Reputation: 11
Doing an evaluation of Hive and its features. Theres a use-case where I need to iterate through a resultset in a separate thread. I can have many ResultSets and spawn a thread to process each one of them. Below is the code I have written for this use case.

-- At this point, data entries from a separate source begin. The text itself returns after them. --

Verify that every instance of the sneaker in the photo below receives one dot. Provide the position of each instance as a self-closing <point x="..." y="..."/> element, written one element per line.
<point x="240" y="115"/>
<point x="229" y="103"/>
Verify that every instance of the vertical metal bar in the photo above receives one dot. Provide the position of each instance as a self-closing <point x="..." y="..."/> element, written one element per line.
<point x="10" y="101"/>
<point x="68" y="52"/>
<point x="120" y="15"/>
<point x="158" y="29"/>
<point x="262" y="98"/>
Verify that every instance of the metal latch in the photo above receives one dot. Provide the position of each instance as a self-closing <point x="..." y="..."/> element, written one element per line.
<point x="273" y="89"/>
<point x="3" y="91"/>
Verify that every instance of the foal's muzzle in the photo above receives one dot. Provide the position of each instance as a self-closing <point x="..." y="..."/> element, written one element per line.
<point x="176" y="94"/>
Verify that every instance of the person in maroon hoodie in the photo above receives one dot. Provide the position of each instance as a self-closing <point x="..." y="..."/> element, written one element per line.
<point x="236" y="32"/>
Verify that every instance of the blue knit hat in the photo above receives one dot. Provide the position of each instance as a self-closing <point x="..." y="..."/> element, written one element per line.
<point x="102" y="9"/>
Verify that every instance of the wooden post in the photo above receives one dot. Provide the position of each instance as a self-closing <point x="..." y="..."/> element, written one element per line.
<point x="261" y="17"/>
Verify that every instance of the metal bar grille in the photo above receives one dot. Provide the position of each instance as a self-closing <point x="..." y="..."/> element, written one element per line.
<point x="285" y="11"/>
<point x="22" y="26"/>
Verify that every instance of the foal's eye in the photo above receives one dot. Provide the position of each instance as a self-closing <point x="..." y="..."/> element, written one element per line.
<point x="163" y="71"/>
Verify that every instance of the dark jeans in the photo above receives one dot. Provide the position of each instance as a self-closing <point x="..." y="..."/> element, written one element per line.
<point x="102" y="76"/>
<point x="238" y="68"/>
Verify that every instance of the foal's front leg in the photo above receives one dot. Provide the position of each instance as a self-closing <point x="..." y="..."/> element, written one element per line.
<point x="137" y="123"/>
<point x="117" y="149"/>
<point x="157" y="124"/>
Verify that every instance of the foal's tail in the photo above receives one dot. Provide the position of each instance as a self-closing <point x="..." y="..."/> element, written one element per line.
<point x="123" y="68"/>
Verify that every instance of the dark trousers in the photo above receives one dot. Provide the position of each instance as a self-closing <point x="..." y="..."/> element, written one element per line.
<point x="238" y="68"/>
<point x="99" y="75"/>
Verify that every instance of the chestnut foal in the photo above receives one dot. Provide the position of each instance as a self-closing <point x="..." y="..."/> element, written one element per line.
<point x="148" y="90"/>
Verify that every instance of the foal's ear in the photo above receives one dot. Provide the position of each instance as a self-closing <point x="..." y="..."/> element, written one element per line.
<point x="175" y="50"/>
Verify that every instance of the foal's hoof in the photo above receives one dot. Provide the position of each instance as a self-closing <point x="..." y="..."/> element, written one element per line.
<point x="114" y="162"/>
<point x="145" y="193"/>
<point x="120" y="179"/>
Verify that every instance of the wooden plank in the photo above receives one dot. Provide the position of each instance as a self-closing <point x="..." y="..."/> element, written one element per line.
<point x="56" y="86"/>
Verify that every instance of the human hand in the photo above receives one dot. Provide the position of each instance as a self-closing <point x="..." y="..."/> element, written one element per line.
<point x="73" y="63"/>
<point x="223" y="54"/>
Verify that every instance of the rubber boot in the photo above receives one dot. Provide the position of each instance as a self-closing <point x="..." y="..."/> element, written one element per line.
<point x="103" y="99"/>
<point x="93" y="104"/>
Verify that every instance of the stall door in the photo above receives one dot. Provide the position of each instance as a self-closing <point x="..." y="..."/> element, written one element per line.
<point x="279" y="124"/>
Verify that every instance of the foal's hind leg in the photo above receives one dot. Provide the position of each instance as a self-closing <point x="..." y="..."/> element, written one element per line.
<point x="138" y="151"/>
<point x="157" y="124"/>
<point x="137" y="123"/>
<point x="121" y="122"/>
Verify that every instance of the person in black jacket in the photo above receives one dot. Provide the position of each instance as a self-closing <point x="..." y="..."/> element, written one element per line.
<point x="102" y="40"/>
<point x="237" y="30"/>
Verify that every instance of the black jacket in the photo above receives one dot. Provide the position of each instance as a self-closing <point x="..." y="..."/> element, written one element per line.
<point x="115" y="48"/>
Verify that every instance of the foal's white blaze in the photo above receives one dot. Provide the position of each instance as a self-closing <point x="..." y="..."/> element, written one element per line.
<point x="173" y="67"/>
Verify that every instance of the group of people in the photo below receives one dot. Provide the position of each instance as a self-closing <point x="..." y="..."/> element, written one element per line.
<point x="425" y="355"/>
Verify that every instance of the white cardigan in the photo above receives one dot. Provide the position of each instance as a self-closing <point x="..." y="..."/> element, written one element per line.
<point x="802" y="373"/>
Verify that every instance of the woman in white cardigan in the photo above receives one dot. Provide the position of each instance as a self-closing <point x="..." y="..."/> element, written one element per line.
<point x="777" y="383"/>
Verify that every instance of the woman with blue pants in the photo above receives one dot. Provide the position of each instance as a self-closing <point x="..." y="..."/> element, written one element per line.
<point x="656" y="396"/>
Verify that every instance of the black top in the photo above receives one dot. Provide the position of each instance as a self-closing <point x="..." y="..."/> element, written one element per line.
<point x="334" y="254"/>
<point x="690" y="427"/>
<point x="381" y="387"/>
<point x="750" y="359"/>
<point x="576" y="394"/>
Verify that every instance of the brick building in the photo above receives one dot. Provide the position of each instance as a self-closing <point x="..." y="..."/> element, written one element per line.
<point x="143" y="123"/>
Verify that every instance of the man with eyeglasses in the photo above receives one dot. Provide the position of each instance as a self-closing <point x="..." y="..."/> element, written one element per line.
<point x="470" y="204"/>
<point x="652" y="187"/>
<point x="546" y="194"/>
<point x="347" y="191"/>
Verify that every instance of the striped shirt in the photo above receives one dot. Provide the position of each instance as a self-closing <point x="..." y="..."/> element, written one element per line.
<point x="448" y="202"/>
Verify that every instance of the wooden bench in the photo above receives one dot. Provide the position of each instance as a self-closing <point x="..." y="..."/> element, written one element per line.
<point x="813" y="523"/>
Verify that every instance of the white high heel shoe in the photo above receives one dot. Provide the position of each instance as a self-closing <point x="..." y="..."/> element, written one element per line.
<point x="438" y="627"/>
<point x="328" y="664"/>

public class ConcurrentRSIteration2 {
private static String[] tableNames =
{
"random_data1",
"random_data2",
"random_data3",
"random_data4"
};
public static void main(String args[]) throws Exception {
String driverName = "org.apache.hive.jdbc.HiveDriver";
Class.forName(driverName);
Connection con = DriverManager.getConnection(
"jdbc:hive2://127.0.0.1:10000/default", "hive", "");
int length = tableNames.length;
StringBuilder[] sql = new StringBuilder[length];
PreparedStatement[] stmt = new PreparedStatement[length];
Thread[] rsIterators = new Thread[length];
for (int i = 0; i < length; i++) {
sql[i] = new StringBuilder().
append("select * from ").
append(tableNames[i]);
stmt[i] = con.prepareStatement(sql[i].toString());
RSIterator2 rsIterator = new RSIterator2(stmt[i].executeQuery());
rsIterators[i] = new Thread(rsIterator);
}
for (int i = 0; i < length; i++) {
rsIterators[i].start();
}
}
}
class RSIterator2 implements Runnable {
private ResultSet rs;
public RSIterator2(ResultSet rs) {
this.rs = rs;
}
@Override
public void run() {
try {
System.out.println(this.hashCode() + " : " + rs);
System.out.println(this.hashCode() + " : RS iteration started.");
int i = 0;
while (rs.next()) {
i++;
}
System.out.println(this.hashCode() + " : RS iteration done.");
} catch (SQLException e) {
e.printStackTrace();
} finally {
try {
rs.close();
} catch (SQLException e) {
e.printStackTrace();
}
}
}
}
Below is the stacktrace of the exception.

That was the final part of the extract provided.